[A] routine bill... turned controversial when Rep. Peggy Krusick of Milwaukee offered an amendment to remove race as one factor for a scholarship program that serves disadvantaged college students....Krusack, by the way, is a Democrat. And the argument ended with approval of her amendment, 57-34. All the Republicans and none of the other Democrats voted yes. The vote on the bill has yet to occur.
Before all that happened, the Assembly passed a bill adopting the "castle doctrine," which presumes the use of deadly force against intruders is reasonable.

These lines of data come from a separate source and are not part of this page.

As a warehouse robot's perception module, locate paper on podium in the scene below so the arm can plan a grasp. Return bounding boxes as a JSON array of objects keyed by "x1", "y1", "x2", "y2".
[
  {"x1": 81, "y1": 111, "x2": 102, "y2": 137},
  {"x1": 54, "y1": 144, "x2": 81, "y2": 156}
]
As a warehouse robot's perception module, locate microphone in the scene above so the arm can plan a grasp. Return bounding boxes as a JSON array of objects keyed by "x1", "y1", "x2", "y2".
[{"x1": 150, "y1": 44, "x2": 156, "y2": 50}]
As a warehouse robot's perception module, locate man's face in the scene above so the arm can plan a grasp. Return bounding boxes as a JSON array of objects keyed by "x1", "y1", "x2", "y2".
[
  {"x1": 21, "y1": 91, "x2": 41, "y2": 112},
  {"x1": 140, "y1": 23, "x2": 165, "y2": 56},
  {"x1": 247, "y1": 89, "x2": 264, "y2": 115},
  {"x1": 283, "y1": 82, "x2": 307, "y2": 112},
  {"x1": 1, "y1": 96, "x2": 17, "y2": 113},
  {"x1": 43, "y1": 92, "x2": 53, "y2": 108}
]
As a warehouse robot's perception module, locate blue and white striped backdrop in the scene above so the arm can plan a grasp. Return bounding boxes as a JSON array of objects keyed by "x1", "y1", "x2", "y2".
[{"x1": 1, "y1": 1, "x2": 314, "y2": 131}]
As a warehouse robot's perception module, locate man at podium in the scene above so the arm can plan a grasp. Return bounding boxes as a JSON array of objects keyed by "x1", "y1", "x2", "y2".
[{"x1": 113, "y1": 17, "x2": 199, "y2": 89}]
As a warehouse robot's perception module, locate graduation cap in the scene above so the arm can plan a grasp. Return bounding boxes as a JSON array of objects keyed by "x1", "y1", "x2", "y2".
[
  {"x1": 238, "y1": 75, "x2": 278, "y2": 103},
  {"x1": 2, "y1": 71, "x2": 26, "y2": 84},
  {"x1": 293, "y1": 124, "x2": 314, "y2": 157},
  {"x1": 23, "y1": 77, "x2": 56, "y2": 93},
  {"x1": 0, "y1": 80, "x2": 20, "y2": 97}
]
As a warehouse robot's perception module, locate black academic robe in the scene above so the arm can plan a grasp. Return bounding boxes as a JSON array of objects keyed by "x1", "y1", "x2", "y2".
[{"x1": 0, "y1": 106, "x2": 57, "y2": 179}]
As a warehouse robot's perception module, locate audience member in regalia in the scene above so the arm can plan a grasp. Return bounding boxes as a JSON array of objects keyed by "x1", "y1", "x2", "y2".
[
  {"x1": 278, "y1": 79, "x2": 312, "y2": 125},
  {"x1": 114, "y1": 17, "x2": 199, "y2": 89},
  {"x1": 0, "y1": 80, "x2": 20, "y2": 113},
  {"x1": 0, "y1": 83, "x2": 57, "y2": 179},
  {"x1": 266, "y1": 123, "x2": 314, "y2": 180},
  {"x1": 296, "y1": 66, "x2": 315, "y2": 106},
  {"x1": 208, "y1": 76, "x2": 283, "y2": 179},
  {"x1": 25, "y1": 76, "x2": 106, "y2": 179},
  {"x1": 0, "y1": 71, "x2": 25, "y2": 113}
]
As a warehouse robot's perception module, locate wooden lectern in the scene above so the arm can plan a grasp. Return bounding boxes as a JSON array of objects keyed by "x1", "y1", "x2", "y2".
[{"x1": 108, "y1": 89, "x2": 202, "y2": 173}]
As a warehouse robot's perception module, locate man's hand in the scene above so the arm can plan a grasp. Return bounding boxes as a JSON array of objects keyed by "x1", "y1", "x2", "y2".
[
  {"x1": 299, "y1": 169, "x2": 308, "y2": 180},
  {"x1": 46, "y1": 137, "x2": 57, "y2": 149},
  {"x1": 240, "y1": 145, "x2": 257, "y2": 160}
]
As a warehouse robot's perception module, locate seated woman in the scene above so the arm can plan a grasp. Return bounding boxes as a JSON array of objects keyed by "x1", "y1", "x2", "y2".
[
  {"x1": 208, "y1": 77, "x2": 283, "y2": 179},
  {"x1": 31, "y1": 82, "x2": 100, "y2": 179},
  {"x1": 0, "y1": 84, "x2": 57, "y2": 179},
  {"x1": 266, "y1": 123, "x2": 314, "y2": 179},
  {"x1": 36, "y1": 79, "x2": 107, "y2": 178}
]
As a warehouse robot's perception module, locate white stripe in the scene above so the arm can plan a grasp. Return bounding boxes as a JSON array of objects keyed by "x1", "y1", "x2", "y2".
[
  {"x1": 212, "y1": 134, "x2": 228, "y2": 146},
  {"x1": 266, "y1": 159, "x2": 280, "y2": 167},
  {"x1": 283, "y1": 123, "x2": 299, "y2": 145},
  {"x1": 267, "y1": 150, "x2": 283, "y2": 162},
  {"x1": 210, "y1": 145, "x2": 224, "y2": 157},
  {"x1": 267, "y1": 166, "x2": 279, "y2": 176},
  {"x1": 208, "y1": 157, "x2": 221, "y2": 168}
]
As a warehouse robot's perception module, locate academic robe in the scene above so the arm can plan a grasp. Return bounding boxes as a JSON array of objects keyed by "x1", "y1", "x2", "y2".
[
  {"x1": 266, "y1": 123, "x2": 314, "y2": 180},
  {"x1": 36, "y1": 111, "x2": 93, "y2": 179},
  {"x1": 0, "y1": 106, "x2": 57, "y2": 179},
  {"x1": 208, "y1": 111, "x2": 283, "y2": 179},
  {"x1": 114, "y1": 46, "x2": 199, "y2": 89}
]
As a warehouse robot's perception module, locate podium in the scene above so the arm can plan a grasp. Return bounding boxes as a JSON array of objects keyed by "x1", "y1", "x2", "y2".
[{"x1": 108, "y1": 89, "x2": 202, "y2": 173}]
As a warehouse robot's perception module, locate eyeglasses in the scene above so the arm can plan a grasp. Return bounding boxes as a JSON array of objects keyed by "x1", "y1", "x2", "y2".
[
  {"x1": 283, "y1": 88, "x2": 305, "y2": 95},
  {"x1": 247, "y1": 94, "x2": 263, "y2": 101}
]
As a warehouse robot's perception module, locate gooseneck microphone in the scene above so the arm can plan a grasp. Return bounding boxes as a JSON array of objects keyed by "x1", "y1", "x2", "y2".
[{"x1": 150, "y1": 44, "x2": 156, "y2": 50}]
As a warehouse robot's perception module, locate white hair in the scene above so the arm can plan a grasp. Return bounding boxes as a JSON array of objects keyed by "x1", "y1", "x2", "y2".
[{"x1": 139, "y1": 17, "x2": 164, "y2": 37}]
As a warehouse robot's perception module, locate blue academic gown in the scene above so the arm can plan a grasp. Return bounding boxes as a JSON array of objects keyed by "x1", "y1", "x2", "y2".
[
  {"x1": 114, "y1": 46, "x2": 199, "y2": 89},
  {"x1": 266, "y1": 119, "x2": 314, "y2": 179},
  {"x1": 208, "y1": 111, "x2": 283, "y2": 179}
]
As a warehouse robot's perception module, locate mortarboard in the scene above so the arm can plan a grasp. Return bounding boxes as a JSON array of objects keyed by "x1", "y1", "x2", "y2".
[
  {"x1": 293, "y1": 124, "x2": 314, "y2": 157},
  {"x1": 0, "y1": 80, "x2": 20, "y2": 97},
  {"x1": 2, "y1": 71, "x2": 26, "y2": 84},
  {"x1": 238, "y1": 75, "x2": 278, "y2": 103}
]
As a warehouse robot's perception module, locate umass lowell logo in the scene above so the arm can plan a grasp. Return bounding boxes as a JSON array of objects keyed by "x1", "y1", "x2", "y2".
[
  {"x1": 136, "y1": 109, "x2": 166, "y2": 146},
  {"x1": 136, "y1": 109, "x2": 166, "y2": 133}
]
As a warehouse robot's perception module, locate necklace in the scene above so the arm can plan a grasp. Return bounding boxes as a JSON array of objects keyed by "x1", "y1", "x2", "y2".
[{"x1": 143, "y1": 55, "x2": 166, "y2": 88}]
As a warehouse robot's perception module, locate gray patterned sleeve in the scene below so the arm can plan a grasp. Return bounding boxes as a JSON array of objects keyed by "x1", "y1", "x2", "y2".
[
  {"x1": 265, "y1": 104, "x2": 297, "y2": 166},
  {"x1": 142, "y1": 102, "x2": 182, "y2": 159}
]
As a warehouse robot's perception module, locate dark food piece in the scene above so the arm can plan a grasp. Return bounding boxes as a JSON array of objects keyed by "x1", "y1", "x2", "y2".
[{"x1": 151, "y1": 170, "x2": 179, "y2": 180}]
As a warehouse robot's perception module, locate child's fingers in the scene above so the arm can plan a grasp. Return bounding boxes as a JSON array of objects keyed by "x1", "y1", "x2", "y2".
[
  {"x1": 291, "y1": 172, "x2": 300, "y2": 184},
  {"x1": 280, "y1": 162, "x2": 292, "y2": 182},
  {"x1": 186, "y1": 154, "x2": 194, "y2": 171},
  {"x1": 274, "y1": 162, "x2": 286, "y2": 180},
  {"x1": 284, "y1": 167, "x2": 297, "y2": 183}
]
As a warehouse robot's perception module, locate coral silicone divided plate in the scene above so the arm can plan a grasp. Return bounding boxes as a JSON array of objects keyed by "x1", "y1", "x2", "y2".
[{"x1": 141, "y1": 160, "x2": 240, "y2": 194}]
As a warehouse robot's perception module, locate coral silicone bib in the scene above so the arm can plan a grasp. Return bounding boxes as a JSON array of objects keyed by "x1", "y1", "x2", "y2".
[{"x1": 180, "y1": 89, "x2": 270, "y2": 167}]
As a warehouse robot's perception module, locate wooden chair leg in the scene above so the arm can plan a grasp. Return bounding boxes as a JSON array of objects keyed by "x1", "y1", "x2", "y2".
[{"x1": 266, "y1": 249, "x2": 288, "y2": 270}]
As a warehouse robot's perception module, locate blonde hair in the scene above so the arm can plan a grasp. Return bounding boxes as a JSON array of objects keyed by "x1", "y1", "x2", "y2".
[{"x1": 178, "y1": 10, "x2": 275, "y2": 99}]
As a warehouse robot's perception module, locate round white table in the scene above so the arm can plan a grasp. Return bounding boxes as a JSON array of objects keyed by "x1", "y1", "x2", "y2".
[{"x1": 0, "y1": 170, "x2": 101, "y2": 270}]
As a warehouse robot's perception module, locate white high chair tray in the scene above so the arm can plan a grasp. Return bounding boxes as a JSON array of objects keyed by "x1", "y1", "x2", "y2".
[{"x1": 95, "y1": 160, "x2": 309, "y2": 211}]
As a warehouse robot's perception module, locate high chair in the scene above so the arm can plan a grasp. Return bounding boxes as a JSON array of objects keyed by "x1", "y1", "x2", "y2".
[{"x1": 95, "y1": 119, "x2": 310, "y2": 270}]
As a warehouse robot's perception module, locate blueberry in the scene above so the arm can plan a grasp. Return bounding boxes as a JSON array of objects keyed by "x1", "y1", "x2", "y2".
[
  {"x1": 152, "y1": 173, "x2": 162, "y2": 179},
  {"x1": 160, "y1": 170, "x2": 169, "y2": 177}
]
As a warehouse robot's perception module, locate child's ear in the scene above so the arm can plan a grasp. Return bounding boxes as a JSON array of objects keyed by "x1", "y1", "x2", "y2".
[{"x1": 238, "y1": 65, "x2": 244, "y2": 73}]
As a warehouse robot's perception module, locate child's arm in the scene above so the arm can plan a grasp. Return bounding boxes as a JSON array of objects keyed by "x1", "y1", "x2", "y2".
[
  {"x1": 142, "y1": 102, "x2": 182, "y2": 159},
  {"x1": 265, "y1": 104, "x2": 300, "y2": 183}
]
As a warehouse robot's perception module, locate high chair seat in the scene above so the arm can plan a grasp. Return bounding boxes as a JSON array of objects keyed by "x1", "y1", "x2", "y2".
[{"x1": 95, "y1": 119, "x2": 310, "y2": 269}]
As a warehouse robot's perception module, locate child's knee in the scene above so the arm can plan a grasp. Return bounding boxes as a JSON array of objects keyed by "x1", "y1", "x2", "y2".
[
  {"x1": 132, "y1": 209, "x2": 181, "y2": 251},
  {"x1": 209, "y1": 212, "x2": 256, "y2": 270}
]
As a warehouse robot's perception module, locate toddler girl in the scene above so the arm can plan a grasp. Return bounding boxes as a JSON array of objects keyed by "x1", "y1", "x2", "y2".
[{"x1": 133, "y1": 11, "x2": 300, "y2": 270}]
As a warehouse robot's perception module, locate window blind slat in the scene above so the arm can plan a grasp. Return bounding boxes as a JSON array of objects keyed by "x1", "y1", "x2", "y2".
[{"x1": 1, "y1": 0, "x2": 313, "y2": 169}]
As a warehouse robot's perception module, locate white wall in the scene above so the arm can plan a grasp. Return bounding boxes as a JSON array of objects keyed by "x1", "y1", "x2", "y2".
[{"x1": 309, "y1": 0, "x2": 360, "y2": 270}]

Milwaukee County District Attorney John Chisholm has said Wisconsin, like most states, doesn't need a castle doctrine because current law provides more than adequate protection for anyone legitimately acting in self-defense. Sheboygan County District Attorney Joe DeCecco said that strangers occasionally enter the wrong homes accidentally if they're confused or drunk.People need to lock their doors. Are drunks really wandering into the wrong houses around here? Yes, it would be awful if some homeowner with a gun blasted away some confused drunkard, but are there really people who stand ready to shoot intruders but don't lock their doors? If the door is locked, you don't get the drunk wanderer, so what is this important circumstance DeCecco is worrying about?
"Shouldn't there be some minimal effort required to assess the situation or call police before firing?" DeCecco asked.